Friendship is always a miracle

Friendship is the recognition of a grace of which we are the object. A meditation on the method and the fruit of mission.


Christoph Matyssek, on mission in Vienna, in the company of a few university students during a pilgrimage to the sanctuary of Mariazel (Austria)

“It’s not like I become friends with the first person I come across: I decide to love, I choose. And when I choose, it is forever.” Speaking is Michele, a mathematics teacher and protagonist of Bianca, the best film of Nanni Moretti: his words, on the one hand, affirm the breath of the infinite that is characteristic of every true friendship; on the other, they also contain within themselves the seed of a tragic decision that will bring that young and intransigent professor to eliminate whom he retains does not merit any longer to be called ‘friend.’

What is the root of his error? Believing that friendship, like love, can be the result of a decision made at a roundtable, of a choice made by a cool head and not, instead, the welcoming of a gift received: on the contrary, friendship is the recognition of a grace of which one was the object. Friendship is always a miracle.
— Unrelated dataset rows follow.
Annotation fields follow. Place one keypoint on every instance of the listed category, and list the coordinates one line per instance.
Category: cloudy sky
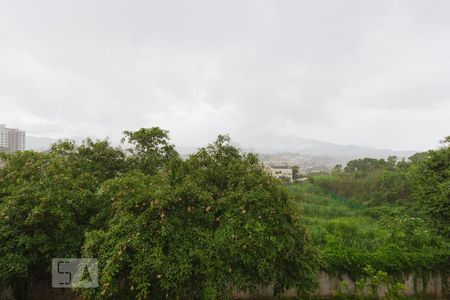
(374, 73)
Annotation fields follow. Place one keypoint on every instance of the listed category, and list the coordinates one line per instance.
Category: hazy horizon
(372, 74)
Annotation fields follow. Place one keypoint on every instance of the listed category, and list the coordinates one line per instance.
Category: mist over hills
(284, 146)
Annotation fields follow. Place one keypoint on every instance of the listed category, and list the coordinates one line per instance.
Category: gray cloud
(342, 71)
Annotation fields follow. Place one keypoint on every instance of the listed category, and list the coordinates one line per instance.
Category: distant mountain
(283, 147)
(296, 145)
(39, 143)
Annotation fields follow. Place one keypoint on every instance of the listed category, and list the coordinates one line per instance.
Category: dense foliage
(388, 214)
(161, 227)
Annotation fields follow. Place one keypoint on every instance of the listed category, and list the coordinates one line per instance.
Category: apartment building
(11, 139)
(280, 171)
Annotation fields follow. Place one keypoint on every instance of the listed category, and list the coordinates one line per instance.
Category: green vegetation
(200, 228)
(389, 215)
(161, 227)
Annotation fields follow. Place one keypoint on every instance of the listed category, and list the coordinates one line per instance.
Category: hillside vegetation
(163, 227)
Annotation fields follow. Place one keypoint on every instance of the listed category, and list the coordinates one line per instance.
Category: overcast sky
(373, 73)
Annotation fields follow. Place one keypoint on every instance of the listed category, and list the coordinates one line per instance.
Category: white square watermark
(74, 273)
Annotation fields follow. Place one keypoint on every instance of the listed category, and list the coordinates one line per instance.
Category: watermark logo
(74, 273)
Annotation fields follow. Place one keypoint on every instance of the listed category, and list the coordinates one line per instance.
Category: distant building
(281, 171)
(11, 140)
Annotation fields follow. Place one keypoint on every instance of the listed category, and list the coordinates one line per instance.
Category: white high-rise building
(11, 139)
Reading the Gospel, one intuits that the very apostles struggle, initially, to be friends: they are too preoccupied with determining who is greatest among them, of gaining the esteem of Jesus, of obtaining for themselves a post of prestige in the kingdom that would have soon arrived…Then comes the last supper with Jesus, with that declaration of His, after having washed their feed: I no longer call you servants, but friends. A couple more days will be necessary for that rag-tag group of men to begin to understand that he was speaking about the greatest gift that they could have imagined receiving in their life: the love of God, the friendship of Christ, who loved them to the point of sacrificing Himself for them on the cross, so they could understand that there is truly no greater love than to give one’s life for one’s friends.
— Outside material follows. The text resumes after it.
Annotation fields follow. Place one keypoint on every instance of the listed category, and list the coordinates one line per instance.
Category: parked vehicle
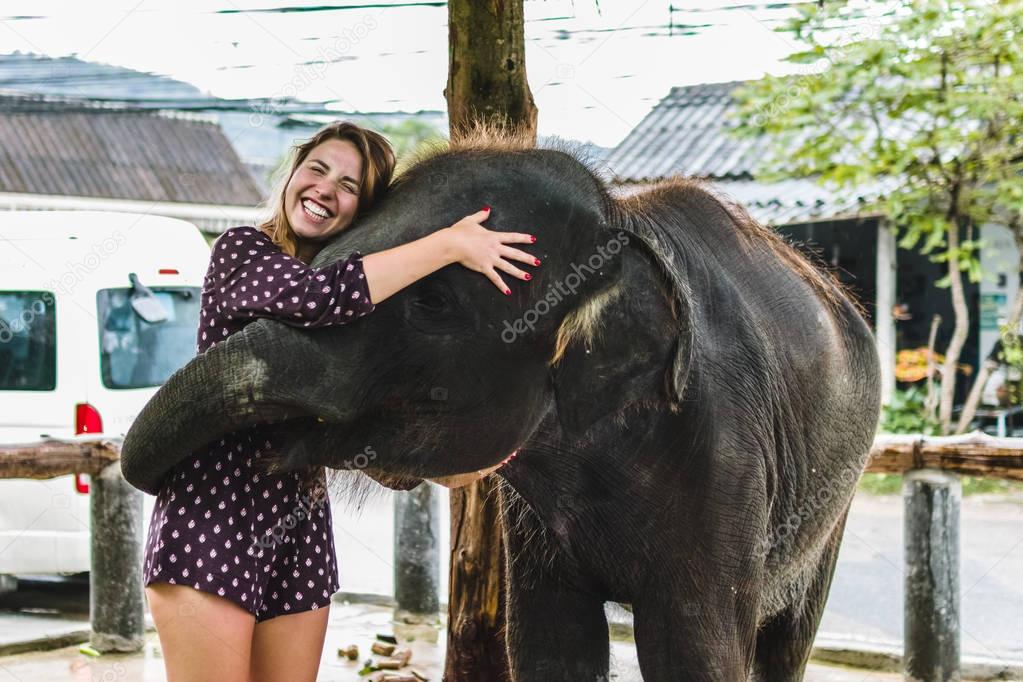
(96, 311)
The Holy Spirit will be necessary so that they can begin to recognize one another as gifts for the other and to become aware that their unity is the sign that the world awaited to be able to believe: to believe in the existence of a good God and of His Son made man for the salvation of all.
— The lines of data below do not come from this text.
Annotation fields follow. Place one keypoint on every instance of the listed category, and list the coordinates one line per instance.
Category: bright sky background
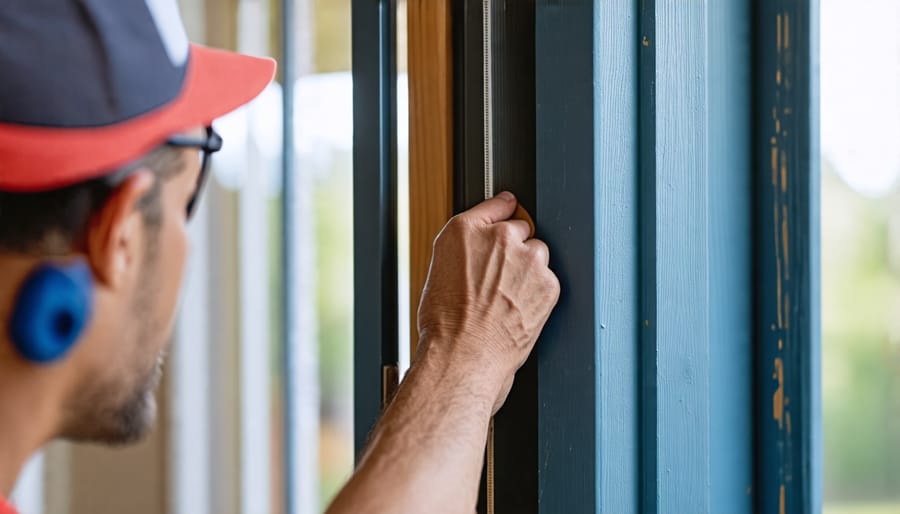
(860, 88)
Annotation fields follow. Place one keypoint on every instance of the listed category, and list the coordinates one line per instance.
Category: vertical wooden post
(430, 137)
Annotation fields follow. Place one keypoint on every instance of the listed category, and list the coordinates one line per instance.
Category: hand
(488, 295)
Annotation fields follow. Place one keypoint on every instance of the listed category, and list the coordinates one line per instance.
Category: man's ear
(116, 231)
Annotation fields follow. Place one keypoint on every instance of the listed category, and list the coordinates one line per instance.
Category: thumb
(495, 210)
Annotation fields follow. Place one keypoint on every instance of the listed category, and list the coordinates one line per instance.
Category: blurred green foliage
(861, 348)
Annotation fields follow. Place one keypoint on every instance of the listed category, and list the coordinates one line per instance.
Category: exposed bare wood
(430, 136)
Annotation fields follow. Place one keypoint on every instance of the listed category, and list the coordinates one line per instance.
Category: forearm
(426, 453)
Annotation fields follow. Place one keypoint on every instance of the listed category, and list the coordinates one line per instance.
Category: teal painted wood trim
(616, 47)
(676, 259)
(731, 359)
(788, 236)
(375, 286)
(567, 221)
(586, 77)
From here begins the adventure described in the Acts of the Apostles: it is the beginning of the history of the Church, that is founded on the friendship given by Jesus Himself. A friendship that those men are called to recognize and to understand one step at a time, by means of moving encounters, fraternal embraces and reciprocal help, but also by fights, discussions, and incomprehension. Peter and John, Paul and Barnabas, and then Stephen, Ananias, Mark, Apollus…Theirs are stories of friendship in which the discovery of the gift received deepens even through contrasts brought about by fiery tempers, reckless attitudes, differing points of view and judgements still immature about their own task and the mandate they received. A judgment remains, however, like a stable point of departure: friendship, which is at the base of their being together, is the most precious gift, because it is the legacy of Christ Himself.

Our friendship lasts forever not because of a decision of ours, but because of the faithfulness of the One who gives it to us

It is not by chance then that at the Meeting of Rimini this year, the seminarians of the Fraternity and the Missionaries Sisters of St. Charles chose to recount one of these stories of friendship: that between Barnabas and Paul along the first missionary journey of history. Their friendship was, for the apostles, subject, content, and method of their mission, of their announcement. It was subject, because the mission is never only of the single person, but always of that reality that is called the Church and that was born with them. Friendship constitutes, furthermore, the content of the first Christian proclamation because what the apostles were called to communicate to the world was precisely the friendship of God with man, that which Jesus came to reconstruct and that was rendered visible in the communion of those who had been chosen by Him. Friendship was, finally, the method of their mission, because Christianity always begins in a personal encounter in which my humanity is engaged with the life of another.

Looking at the experience of our houses, friendship that is born with the persons to whom we are sent is certainly the most beautiful fruit of mission, together with conversion, ours and theirs.

This friendship truly possesses that characteristic of inexhaustibility of which Michele spoke, the unhappy protagonist of Bianca: with the difference being that our friendship lasts forever not because of a decision of ours, of we who are limited by our errors and our incoherences, but because of the faithfulness of the One who gives it to us. And that does not stop even before our sins and betrayals, if it is true that He is capable of calling “friend” even the one who betrays Him with a kiss.